R's 'options' documentation mentions these two entries:
keep.source :
When TRUE , the source code for functions (newly defined or loaded) is stored internally allowing comments to be kept in the right places. Retrieve the source by printing or using deparse(fn, control = "useSource") .
The default is interactive() , i.e., TRUE for interactive use.
keep.source.pkgs :
As for keep.source , used only when packages are installed. Defaults to FALSE unless the environment variable R_KEEP_PKG_SOURCE is set to yes .
Reading through the Debugging with RStudio article, I noticed it does advise to build your packages --with-keep-source (and that this is the default for RStudio), but keep.source.pkgs is nowhere mentioned.
What is the right way to use this option? What does it add?
What an interesting question! Disclaimer: I didn't know about the options before reading it.
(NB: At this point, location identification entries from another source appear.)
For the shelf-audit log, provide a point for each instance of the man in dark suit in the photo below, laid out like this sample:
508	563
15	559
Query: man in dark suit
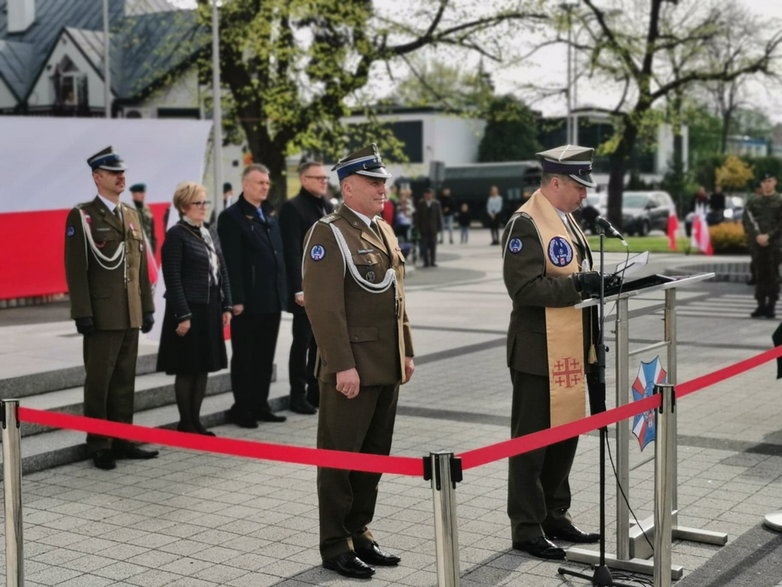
252	248
354	288
297	216
547	268
429	222
111	298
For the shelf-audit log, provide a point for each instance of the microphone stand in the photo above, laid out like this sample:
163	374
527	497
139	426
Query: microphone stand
602	574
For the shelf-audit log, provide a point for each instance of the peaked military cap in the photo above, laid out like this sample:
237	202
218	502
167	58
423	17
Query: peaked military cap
570	160
106	159
366	162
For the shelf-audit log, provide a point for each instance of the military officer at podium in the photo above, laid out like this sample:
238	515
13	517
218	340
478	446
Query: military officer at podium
111	299
354	297
547	268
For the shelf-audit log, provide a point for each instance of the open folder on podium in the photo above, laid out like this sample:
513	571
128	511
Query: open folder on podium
630	267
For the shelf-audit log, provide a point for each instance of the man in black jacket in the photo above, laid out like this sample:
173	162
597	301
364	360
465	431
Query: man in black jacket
252	247
297	215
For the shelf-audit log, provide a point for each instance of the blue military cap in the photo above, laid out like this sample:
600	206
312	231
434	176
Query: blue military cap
106	159
570	160
366	162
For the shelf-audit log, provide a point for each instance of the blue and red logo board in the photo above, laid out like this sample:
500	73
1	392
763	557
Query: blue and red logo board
649	374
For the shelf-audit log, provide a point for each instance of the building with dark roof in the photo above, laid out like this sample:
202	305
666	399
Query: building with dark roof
52	58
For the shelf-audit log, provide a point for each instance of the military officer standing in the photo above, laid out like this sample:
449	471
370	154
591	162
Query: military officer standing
551	346
138	191
354	288
763	225
111	298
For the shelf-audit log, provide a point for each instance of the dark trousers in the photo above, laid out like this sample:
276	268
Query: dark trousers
538	486
428	248
301	361
347	498
766	273
110	365
253	340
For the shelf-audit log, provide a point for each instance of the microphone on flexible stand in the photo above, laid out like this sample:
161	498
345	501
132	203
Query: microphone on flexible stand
609	229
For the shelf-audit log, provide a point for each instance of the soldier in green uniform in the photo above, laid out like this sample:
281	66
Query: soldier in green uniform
111	298
763	225
138	191
353	281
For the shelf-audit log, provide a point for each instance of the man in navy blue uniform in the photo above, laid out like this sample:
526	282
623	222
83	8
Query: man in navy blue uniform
252	247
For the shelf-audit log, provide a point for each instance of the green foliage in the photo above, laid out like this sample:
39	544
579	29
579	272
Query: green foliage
728	238
511	131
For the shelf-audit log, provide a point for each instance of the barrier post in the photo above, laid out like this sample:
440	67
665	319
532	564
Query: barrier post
664	466
12	489
445	471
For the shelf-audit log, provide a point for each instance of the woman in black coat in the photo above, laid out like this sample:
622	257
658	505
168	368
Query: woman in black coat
198	306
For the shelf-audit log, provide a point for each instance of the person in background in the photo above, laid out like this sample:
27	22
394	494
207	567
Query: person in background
138	191
464	219
198	306
252	248
111	298
494	212
428	222
763	226
447	205
354	286
297	216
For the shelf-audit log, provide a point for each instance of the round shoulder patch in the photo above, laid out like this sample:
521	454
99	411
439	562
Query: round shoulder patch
317	252
560	253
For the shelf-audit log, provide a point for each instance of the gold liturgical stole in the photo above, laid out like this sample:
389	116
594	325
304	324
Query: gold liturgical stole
564	326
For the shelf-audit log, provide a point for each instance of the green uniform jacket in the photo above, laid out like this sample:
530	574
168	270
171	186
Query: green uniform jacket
763	215
353	327
96	291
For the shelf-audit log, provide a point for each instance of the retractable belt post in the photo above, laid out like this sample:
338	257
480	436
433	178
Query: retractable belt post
12	489
445	471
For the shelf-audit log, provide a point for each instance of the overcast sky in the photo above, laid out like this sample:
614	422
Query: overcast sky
550	65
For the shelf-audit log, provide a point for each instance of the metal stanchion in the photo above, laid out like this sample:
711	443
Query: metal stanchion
664	466
445	471
12	488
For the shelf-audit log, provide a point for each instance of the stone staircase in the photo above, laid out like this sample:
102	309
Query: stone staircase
61	391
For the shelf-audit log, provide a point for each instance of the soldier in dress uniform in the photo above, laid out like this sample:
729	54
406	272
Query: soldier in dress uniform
111	298
138	191
547	268
354	287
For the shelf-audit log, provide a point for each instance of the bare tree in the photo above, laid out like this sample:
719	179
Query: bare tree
660	47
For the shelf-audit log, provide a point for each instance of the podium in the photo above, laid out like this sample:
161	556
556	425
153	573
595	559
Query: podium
632	548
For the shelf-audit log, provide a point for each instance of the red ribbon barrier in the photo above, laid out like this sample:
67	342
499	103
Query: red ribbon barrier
355	461
336	459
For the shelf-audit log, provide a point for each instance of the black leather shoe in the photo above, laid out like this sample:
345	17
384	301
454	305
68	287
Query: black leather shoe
302	406
374	556
242	420
131	451
269	417
541	548
349	565
103	459
573	534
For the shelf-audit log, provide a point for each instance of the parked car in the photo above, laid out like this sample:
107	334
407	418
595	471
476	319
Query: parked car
643	211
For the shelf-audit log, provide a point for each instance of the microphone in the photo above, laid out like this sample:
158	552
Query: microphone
609	229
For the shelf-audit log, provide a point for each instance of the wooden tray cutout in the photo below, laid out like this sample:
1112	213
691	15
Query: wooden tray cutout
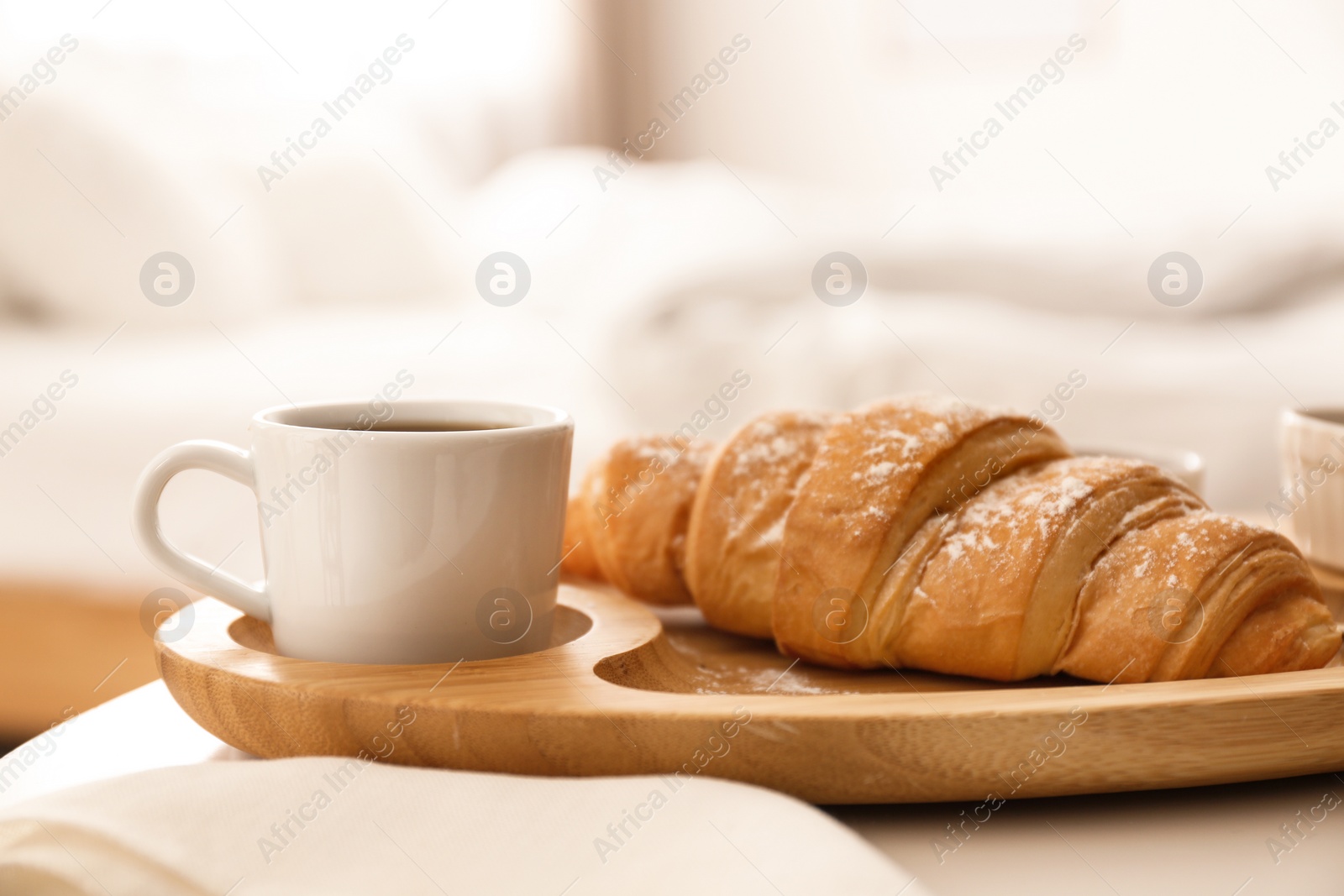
625	691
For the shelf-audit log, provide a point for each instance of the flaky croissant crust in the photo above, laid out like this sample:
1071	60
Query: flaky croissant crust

I suppose most often when debugging one's own package, one won't use the installed package for debugging, rather just the devtools::load_all() workflow, hence keep.source being more useful than keep.source.pkgs.
wrapLog("Information on the location(s)",
"of code generating the",
paste0(sQuote("Note"), "s"),
"can be obtained by re-running with",
"environment variable R_KEEP_PKG_SOURCE",
"set to 'yes'.\n")
I was also thinking that if one set the variable to 'yes' all the time (e.g. in .Renv), using lookup::lookup() locally might be a nicer experience than it is when reading the code without comment (edit: tested, I installed a package from source with the keep-source option install.packages("rhub", INSTALL_opts = "--with-keep.source") -- on source because it was on Ubuntu). On the other hand it makes the packages bigger, not sure how much it matters.
Further edit: I suppose the users only have the freedom to use --with-keep-source for installation if one builds the package with keep.source.